Walking along, and cutting viciously with his stick at the harmless bushes in the path on this particular day, he soon found himself near the fence that ran around the lawn at Isleham. He concluded he would go in and see the Berkeleys for half an hour. It would be a refreshing change from Madame Koller and Ahlberg to Olivia’s pure, bright face and the Colonel’s jovial, wholesome chaff. It was a mild, spring-like day in early winter. The path led to the lawn through the old-fashioned garden, where everything was brown and sere except the box hedge that stiffly bordered the straight, broad path that led through the garden. He remembered having heard Miles at breakfast say something about going over to Isleham, and was therefore not surprised to see him walking up and down the path with Olivia. She had a book in her hand and was reading in her low, clear voice, aloud to him as they walked slowly, and Miles was following what she read closely, occasionally stopping to ask a question and looking quite cheerful and interested. It came back to him that Miles had spoken of Olivia and himself taking up Italian together. From her manner, and from the expression on her charming face in its little black velvet hood, he saw she was doing it for Miles’ sake. He loved that younger brother as well as one human being ever loved another. To have saved the boy one pang he would have done much—but he could do so little! Miles was no longer fit for field sports, society he shunned, reading he could do for himself. Pembroke felt every day the masculine inability to console. Yet here was this girl who had found something to interest poor little Miles, and was doing it with the sweetest womanliness in the world. She probably cared nothing for Italian, but Miles was fond of it.

“Wait,” said Olivia, with authority, as he came up. “Don’t speak a word. I must let you see how well I can read this,” and she read a stanza correctly enough.

“That will do,” remarked Pembroke, who knew something of Italian, “you were wise to choose that Francesca da Rimini story though. It is the easiest part in the whole book.”

Olivia slammed the volume together indignantly, and drew down her pretty brows in a frown.

“You and papa are always laughing at us. Never mind Miles, I don’t mind them I assure you.”

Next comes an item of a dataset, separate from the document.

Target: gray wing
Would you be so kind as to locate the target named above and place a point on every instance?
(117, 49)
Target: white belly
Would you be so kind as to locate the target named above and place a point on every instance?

Pembroke went in and remained to luncheon, as did Miles. The Colonel was in great spirits. He had had a brush on the road with Mrs. Peyton, and had been over to The Beeches.

“And by the way, Pembroke, what’s this I hear about poor Cole getting as tight as Bacchus the other night at The Beeches?”

“Nothing at all,” answered Pembroke. He did not mean to say anything about Ahlberg’s share in it, considering the relations between them, but the Colonel was too sharp for him.

“Now, Cole wouldn’t go and do a thing like that unless he was put up to it. Didn’t our friend with the waxed mustache have something to do with it, eh? Oh, yes, I see he did.”

Pembroke smiled at the way Colonel Berkeley read his face. Olivia spoke up with spirit.

“Papa, I hate that Mr. Ahlberg. Pray don’t have him here any more.”

But the Colonel looked quite crestfallen at this. Ahlberg amused him, and life was very, very dull for him.

“I hope you won’t insist on that, my dear,” he said, and Olivia answered:

“I can’t when you look that way.”

Much relieved, the Colonel began again. “And Madame Koller, I hear—ha! ha!”

“Papa!”

The note of dreadful warning in Olivia’s voice vexed Pembroke. But he could not explain and she would not understand.

Afterward, the two brothers walking along briskly toward home, Miles said:

“Do you know I believe Ahlberg is making love to Olivia on the sly!”

Pembroke felt an infinite disgust at this—Ahlberg with his waxed mustache, and his napkin tucked in his waistcoat, and his salmis and his truffles, making love to Olivia Berkeley!

“He doesn’t want Madame Koller to know it, though, I’ll warrant,” continued Miles. “Anybody can see his game there.”

“If he asks Olivia to marry him there will be another ear-boxing episode in this neighborhood,” said Pembroke with a short laugh.